Knewton technology is not just for educational institutions, but also corporations. How might Knewton impact the bottom-line for such companies?

 In addition to educational institutions, publishers, game and app developers, corporate trainers, and media companies can all use Knewton adaptive learning. For example, an organization might use Knewton to establish a personalized, self-paced corporate training program, allowing them to save money and train their employees far more efficiently and effectively.

You believe Knewton is “gonna make a big impact on the human race and change the world forever.” Can you connect the dots between adaptive learning implementation and a better society (i.e. things that adaptive learning might foster like lower unemployment, greater political participation, etc.)?

Education is a gateway problem – it drives virtually every problem we face. Improving education, then, makes all other problems more solvable.

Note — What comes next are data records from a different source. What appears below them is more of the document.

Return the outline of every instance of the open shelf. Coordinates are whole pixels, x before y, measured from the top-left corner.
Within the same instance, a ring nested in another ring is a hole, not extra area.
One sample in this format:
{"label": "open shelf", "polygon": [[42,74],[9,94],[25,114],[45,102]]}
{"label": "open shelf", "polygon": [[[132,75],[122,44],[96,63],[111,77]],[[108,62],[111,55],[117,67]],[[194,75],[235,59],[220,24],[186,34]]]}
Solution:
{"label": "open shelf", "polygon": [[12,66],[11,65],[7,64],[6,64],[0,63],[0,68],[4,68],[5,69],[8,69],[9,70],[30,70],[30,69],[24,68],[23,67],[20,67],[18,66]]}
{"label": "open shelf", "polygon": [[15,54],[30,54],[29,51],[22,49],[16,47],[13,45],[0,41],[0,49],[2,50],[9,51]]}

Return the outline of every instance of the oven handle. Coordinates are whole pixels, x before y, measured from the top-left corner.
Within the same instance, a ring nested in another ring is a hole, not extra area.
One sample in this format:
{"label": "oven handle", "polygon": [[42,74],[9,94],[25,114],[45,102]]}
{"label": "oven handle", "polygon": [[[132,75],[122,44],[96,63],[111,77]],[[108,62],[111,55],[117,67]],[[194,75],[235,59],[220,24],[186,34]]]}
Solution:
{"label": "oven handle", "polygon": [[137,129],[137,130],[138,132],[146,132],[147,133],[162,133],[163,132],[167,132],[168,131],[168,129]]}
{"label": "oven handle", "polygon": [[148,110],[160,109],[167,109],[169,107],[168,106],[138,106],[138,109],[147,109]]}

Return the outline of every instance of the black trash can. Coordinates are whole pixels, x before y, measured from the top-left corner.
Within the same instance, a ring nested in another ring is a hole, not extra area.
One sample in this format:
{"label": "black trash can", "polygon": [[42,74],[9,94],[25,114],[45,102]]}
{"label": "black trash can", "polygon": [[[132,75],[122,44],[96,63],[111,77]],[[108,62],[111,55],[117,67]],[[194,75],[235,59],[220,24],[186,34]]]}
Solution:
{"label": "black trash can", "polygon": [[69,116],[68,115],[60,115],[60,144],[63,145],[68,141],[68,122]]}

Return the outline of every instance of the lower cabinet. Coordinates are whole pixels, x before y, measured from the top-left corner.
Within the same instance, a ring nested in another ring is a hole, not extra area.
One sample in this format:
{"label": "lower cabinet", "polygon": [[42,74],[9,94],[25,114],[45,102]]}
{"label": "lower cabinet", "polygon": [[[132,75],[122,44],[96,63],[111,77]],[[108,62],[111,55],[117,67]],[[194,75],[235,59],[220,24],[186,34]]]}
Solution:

Aggregating open educational resources in one adaptive platform could give every student in the world access to a baseline high-quality educational experience. The lectures and “classes” might not always involve live-in-person teaching, but they would be low or no cost for the developing world and still very high quality thanks to data mining and personalization. What if the girl who invents the cure for ovarian cancer is growing up in a Cambodian fishing village and otherwise wouldn’t have a chance? As distribution of technology continues to improve, adaptive learning will give her and similar students countless opportunities that they otherwise wouldn’t have.

You have also stated: “It’s a crime that 80% of the world doesn’t have [access to education] and it’s a solvable problem.” What do you believe have been the greatest challenges to solving this problem?

Education has always been an infrastructure-intensive endeavor. You have to create a school building equipped with electricity, plumbing, learning materials and highly trained teachers able to make that content come to life for students. As technology continues to get faster, cheaper and stronger, you’re able to work around some of the physical limitations of a student’s location.

We always end this segment with: How would you like to see the field of data science evolve over the next few years?

I want my fridge and cupboards to be able to order all my groceries for me.










What’s one of the greatest lessons you’ve learned outside of the classroom?

You can’t do everything by yourself. A strong team beats even the most talented individual.

If you could do it all over again, where would you have studied abroad in college?


Cambridge – but I wouldn’t have gotten in.

What was one of your favorite educational television shows as a child?


Electric Company, because it had a Spiderman segment. I watched that show religiously to see Spiderman.